= Basilides of Tyre =

Basilides of Tyre (Βασιλείδης) was a mathematician, mentioned by Hypsicles in his prefatory letter of Euclid's Elements, Book XIV. Barnes and Brunschwig suggested that Basilides of Tyre and Basilides the Epicurean could be the same Basilides.

==Life==
From Hypsicles letter it appears plausible that a Basilides of Tyre has met Hypsicles and his father, perhaps in Alexandria, a central point for mathematicians at the times.
Basilides letter is part of the supplement taken from Euclid's Book XIV, written by Hypsicles.

Basilides of Tyre, O Protarchus, when he came to Alexandria and met my father, spent the greater part of his sojourn with him on account of the bond between them due to their common interest in mathematics. And on one occasion, when looking into the tract written by Apollonius (Apollonius of Perga) about the comparison of the dodecahedron and icosahedron inscribed in one and the same sphere, that is to say, on the question what ratio they bear to one another, they came to the conclusion that Apollonius' treatment of it in this book was not correct; accordingly, as I understood from my father, they proceeded to amend and rewrite it. But I myself afterwards came across another book published by Apollonius, containing a demonstration of the matter in question, and I was greatly attracted by his investigation of the problem. Now the book published by Apollonius is accessible to all; for it has a large circulation in a form which seems to have been the result of later careful elaboration.

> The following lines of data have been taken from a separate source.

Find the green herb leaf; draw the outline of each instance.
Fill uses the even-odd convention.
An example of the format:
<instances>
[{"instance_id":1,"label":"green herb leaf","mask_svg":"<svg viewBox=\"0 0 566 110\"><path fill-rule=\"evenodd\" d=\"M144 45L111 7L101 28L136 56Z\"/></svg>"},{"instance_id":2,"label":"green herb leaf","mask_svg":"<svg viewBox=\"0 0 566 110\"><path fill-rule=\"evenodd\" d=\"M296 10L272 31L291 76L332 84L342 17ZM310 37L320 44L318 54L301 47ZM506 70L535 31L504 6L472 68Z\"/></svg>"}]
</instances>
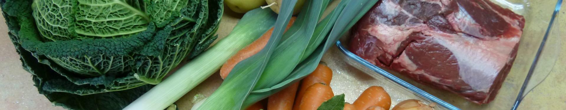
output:
<instances>
[{"instance_id":1,"label":"green herb leaf","mask_svg":"<svg viewBox=\"0 0 566 110\"><path fill-rule=\"evenodd\" d=\"M342 110L344 109L344 94L332 97L330 100L323 103L317 110Z\"/></svg>"}]
</instances>

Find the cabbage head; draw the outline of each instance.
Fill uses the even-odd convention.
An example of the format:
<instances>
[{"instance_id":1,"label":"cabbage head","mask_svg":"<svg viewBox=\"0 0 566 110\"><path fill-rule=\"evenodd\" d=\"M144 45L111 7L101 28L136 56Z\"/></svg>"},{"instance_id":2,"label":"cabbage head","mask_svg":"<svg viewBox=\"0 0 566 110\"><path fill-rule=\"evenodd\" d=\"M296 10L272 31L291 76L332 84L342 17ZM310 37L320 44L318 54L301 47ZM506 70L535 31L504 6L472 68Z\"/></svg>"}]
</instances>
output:
<instances>
[{"instance_id":1,"label":"cabbage head","mask_svg":"<svg viewBox=\"0 0 566 110\"><path fill-rule=\"evenodd\" d=\"M119 109L217 37L222 0L0 0L39 93L72 109Z\"/></svg>"}]
</instances>

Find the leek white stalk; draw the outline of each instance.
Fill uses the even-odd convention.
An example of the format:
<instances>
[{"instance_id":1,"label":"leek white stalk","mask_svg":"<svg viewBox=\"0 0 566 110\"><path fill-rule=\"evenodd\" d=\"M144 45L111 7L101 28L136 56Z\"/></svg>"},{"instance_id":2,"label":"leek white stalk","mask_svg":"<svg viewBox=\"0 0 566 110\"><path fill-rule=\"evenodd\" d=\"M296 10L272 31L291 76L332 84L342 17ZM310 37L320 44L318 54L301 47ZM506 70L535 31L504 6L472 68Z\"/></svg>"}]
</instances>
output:
<instances>
[{"instance_id":1,"label":"leek white stalk","mask_svg":"<svg viewBox=\"0 0 566 110\"><path fill-rule=\"evenodd\" d=\"M123 109L164 109L215 73L230 56L271 28L276 15L269 9L248 12L232 32Z\"/></svg>"}]
</instances>

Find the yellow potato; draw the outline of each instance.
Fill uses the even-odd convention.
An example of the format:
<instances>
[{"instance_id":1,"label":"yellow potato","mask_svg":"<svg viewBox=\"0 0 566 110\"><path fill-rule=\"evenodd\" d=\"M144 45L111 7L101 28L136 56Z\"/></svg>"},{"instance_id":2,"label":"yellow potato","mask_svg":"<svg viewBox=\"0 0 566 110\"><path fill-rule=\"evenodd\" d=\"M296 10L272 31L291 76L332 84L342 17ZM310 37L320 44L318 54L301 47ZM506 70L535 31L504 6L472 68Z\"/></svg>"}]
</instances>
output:
<instances>
[{"instance_id":1,"label":"yellow potato","mask_svg":"<svg viewBox=\"0 0 566 110\"><path fill-rule=\"evenodd\" d=\"M301 8L303 7L303 5L305 5L305 1L306 0L297 0L297 4L295 4L295 7L293 8L293 14L295 15L301 12ZM267 5L271 5L272 3L275 3L272 6L269 6L273 12L275 13L279 14L279 8L281 7L281 5L282 3L283 0L265 0L265 2Z\"/></svg>"},{"instance_id":2,"label":"yellow potato","mask_svg":"<svg viewBox=\"0 0 566 110\"><path fill-rule=\"evenodd\" d=\"M246 13L250 10L265 5L263 0L225 0L224 3L228 8L238 13Z\"/></svg>"}]
</instances>

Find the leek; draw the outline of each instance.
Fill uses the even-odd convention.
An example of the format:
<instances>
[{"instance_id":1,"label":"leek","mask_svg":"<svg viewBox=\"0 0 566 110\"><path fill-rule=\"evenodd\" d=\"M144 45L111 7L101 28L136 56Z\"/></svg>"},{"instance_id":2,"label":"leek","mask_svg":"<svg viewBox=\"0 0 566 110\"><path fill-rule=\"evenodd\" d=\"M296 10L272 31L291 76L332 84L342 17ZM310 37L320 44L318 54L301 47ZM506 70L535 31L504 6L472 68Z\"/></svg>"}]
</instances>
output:
<instances>
[{"instance_id":1,"label":"leek","mask_svg":"<svg viewBox=\"0 0 566 110\"><path fill-rule=\"evenodd\" d=\"M238 51L258 38L275 23L269 9L248 12L232 32L182 67L124 109L164 109L215 73Z\"/></svg>"},{"instance_id":2,"label":"leek","mask_svg":"<svg viewBox=\"0 0 566 110\"><path fill-rule=\"evenodd\" d=\"M199 109L245 109L251 104L280 91L293 82L298 81L301 78L314 71L316 65L320 61L324 52L333 45L334 42L359 20L359 16L362 16L378 0L343 0L338 5L338 7L335 8L329 19L323 20L323 22L320 23L323 24L319 23L316 25L316 27L314 30L312 28L305 29L311 32L307 31L301 33L299 33L298 30L294 32L290 29L289 31L285 34L293 35L289 38L285 39L282 43L280 43L279 47L277 47L277 48L272 46L274 44L273 44L273 42L272 41L280 39L281 33L274 32L268 43L268 45L258 54L238 63L229 74L226 80L222 82L220 87L215 91L209 99L205 101L205 103L199 108ZM292 11L293 8L293 7L290 6L293 6L291 5L294 5L294 2L296 1L283 1L281 8L281 12L278 17L275 31L280 31L282 30L281 28L284 28L285 25L282 24L288 22L288 18L287 18L289 17L288 14ZM320 1L311 1L308 3L308 5L303 7L302 10L306 11L302 12L301 15L307 15L307 16L310 17L307 17L308 19L315 20L307 20L308 21L318 21L319 17L316 16L316 15L319 14L316 14L316 12L319 11L320 10L317 10L320 8L317 8L316 6L316 5L324 5L324 2ZM309 8L311 6L315 8ZM305 12L307 12L306 14L303 14ZM295 24L302 21L299 20L301 17L305 16L299 15L299 18L297 19L297 22L295 22ZM316 23L316 21L312 21L305 24L308 24L306 25L307 27L312 28L312 23ZM293 27L303 26L303 25L301 24L293 25ZM295 34L297 33L299 34ZM301 46L288 45L291 43L285 43L287 40L295 39L291 38L293 36L303 36L303 37L308 36L308 37L301 38L300 40L304 41L299 41L300 42L297 43L303 45L298 45ZM325 41L324 41L324 39ZM319 43L323 41L324 42L323 43ZM305 45L305 43L308 45ZM315 48L315 47L316 48ZM276 50L275 51L277 53L277 50L279 49L299 51L295 51L295 53L283 55L288 58L280 58L280 59L283 59L282 60L289 60L292 61L298 60L299 63L272 62L272 60L270 57L275 56L274 58L276 58L277 56L281 55L273 54L273 56L271 56L272 52L274 51L273 50ZM280 64L269 64L272 63ZM271 66L282 65L282 64L289 64L290 65L285 66L286 67L292 67L293 68L281 68L287 70L279 70L279 72L289 72L283 73L284 75L269 74L269 72L267 71L268 71L267 68L275 68L276 67ZM267 67L265 67L266 65ZM267 72L264 72L264 69ZM266 74L263 74L263 73ZM260 76L261 78L258 79ZM263 81L258 81L261 79L264 79ZM273 79L275 79L275 81ZM282 80L282 81L281 81ZM259 86L256 86L256 84Z\"/></svg>"}]
</instances>

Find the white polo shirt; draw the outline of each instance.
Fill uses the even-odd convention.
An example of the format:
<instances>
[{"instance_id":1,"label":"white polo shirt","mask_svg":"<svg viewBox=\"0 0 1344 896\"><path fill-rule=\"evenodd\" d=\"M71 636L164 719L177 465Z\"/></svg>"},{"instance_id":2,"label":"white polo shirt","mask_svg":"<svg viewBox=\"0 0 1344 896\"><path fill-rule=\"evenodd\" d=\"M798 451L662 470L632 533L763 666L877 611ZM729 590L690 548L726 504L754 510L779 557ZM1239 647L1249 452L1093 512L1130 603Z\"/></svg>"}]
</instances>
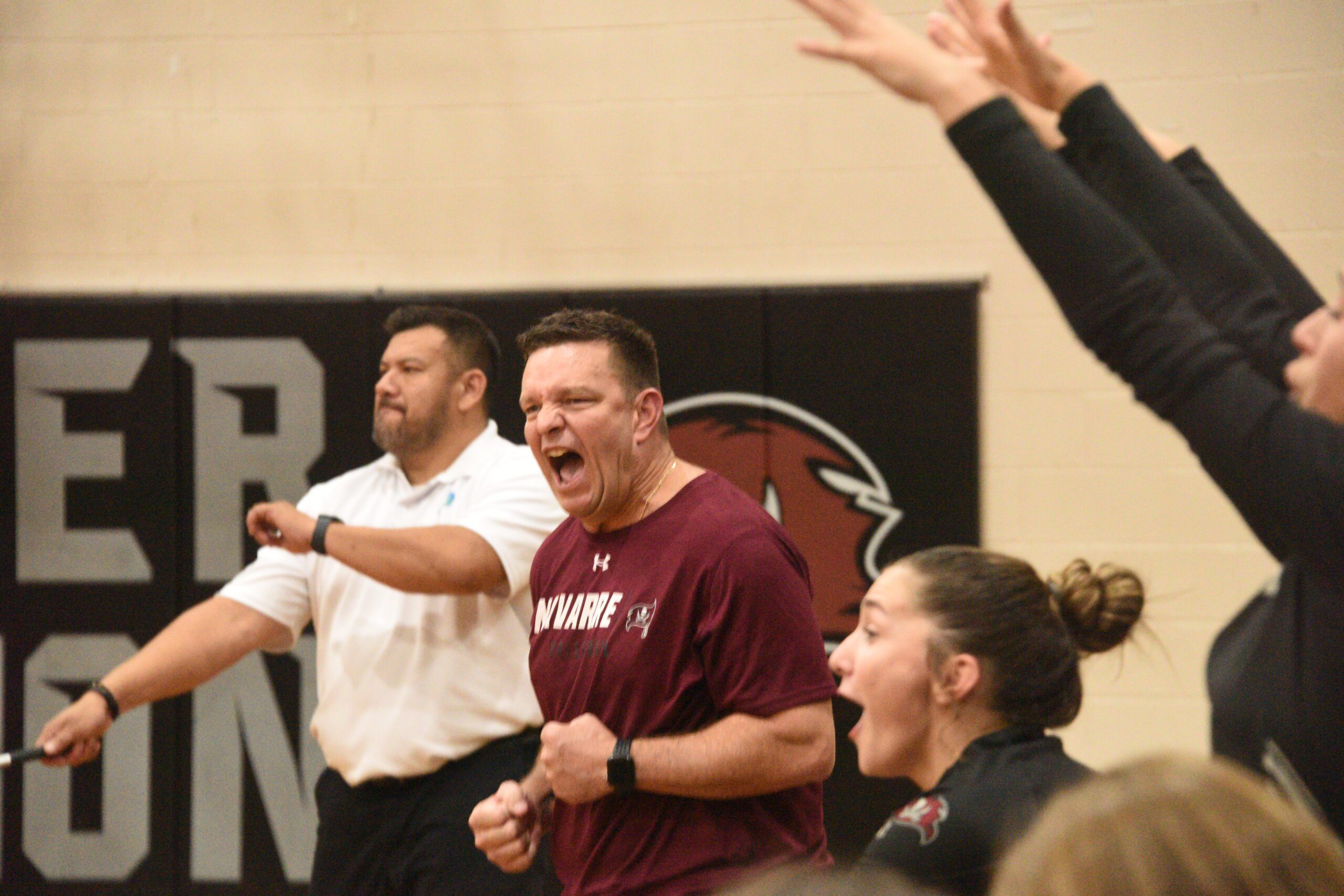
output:
<instances>
[{"instance_id":1,"label":"white polo shirt","mask_svg":"<svg viewBox=\"0 0 1344 896\"><path fill-rule=\"evenodd\" d=\"M328 556L262 548L220 590L292 638L312 619L312 732L327 764L351 785L422 775L542 723L527 665L528 574L564 512L527 446L492 420L429 482L413 486L388 454L314 485L298 509L388 529L461 525L495 548L508 576L507 594L407 594Z\"/></svg>"}]
</instances>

For my part, I determined to dedicate to you what I deem to be necessary by way of commentary, partly because you will be able, by reason of your proficiency in all mathematics and particularly in geometry, to pass an expert judgment upon what I am about to write, and partly because, on account of your intimacy with my father and your friendly feeling towards myself, you will lend a kindly ear to my disquisition. But it is time to have done with the preamble and to begin my treatise itself.